The outpatient pharmacy has benefited from EHRs as well. Electronic prescribing and renewal requests for medications, including controlled substances, has reduced the risk of transcription error and prescription tampering. Electronic cancellation notices from the EHR have reduced the risk of inappropriate refills. And with more advanced pharmacy systems, patients have enjoyed the ability to request refills online and automatically be notified when their prescriptions are ready.
Despite the EHR’s positive contributions to both clinical and operational pharmacy services, there are still areas where it could be improved. The EHR often presents redundant, pre-populated information. As a result, pharmacists spend unnecessary time hunting for pertinent information in order to perform drug therapy services. There is also a constant blaring of irrelevant drug alerts, which can lead to alert fatigue and a potential for accidentally overriding important drug safety checks. The EHR also has a frustrating reliance on inflexible electronic templates that limit the ability of the pharmacist to create more personalized medication care plans. The ease of creating errors can also be amplified with an EHR. Mike Dinapoli explains, “The simple click of something makes life easier. However, that also means that with a simple click you can completely order the wrong drug, frequency, et cetera.” According to Lorie Gull, the EHR could do a better job at helping to streamline pharmacy inventory management by “increasing interoperability between inventory and patient care systems, which would allow for better forecasting the need for increasing or decreasing certain agents based on utilization.”
By allowing access to a complete medical record, the EHR gives pharmacists the ability to provide timely medication reviews and deliver comprehensive, evidence-based drug therapy recommendations. The EHR allows for more efficient communication, both among pharmacists and between pharmacists and healthcare staff, which allows for a more efficient resolution of medication related problems. Drug safety and formulary management have also been revolutionized by the EHR with the incorporation of CPOE, bar-code assisted medication administration and formulary management systems. While far from perfect, the EHR is still a step in the right direction for pharmacists.
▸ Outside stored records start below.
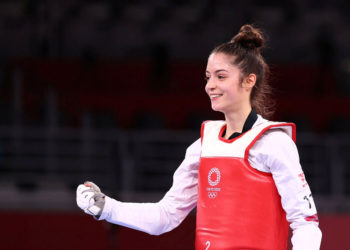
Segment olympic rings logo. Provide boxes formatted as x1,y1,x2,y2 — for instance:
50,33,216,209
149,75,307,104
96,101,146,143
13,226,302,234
208,192,218,199
208,168,220,186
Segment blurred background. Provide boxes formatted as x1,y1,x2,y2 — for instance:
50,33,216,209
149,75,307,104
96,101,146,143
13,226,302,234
0,0,350,250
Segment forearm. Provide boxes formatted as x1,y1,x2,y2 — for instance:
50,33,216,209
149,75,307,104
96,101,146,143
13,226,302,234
99,197,194,235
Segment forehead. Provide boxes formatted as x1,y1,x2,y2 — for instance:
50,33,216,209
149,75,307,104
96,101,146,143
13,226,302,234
206,53,238,72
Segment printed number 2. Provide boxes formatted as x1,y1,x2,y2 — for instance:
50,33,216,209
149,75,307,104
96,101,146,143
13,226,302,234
205,240,210,250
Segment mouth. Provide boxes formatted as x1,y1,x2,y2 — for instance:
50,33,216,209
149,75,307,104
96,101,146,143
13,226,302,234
209,94,222,101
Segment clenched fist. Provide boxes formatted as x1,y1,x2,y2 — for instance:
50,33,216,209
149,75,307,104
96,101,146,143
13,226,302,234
77,181,105,219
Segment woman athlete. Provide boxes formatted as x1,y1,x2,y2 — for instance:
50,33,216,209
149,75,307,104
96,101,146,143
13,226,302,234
77,25,322,250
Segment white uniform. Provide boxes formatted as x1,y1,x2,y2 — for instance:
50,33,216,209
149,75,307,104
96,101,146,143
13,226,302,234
99,116,322,250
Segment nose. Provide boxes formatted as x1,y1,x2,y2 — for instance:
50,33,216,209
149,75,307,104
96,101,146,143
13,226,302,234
205,77,216,91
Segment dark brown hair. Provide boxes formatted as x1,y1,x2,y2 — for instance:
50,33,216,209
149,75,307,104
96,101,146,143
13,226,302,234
212,24,274,118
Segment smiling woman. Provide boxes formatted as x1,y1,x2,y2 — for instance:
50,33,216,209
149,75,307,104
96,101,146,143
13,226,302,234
77,25,322,250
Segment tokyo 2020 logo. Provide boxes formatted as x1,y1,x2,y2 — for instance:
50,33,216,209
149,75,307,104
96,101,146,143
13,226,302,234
208,168,221,187
206,168,221,199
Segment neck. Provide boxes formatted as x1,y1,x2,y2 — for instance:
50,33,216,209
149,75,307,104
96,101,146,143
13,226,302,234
225,107,252,139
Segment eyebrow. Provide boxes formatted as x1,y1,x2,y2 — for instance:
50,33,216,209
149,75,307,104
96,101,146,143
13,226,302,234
205,69,228,73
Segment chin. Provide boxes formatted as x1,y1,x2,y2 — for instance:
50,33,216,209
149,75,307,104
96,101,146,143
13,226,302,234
211,104,223,112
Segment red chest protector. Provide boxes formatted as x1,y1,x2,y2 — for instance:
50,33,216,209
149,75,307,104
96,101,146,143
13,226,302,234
196,121,294,250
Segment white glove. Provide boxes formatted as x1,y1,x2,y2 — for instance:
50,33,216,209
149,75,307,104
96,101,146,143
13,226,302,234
77,181,105,219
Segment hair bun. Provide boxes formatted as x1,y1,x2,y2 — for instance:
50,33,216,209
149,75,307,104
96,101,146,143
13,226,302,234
231,24,264,50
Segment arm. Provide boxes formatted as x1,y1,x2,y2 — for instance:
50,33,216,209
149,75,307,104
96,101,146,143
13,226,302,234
249,130,322,250
83,140,201,235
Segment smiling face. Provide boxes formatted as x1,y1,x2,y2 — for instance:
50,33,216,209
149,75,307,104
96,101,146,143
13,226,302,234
205,53,256,115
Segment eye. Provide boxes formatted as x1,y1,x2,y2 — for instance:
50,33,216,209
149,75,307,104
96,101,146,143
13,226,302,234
218,75,226,80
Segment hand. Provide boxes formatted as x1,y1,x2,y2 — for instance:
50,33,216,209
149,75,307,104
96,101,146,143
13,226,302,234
77,181,105,219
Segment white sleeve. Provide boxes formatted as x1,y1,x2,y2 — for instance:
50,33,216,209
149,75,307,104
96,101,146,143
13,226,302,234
99,139,201,235
249,130,322,250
As Ifeoma Asoh, a critical care pharmacist from UMass Memorial asserts, “Has it truly been game-changing? Perhaps. If one counts the higher accuracy in medication prescribing as a result of prebuilt order sets, the improved accessibility to pertinent data, such as vital signs, the increased flow of data from outside sources…then yes . The current state is a far cry from the days of pen and paper that saw us squinting at illegible handwriting, chasing down patient charts and wondering what effect the metoprolol we recommended had on the patient’s heart rate. I still prefer how tables or algorithms are displayed on paper. However, my fondness isn’t strong enough to return to the old days.”
Dinesh Yogaratnam, PharmD, BCPS, BCCCP is Associate Professor of Pharmacy Practice at Massachusetts College of Pharmacy and Health Sciences’s School of Pharmacy.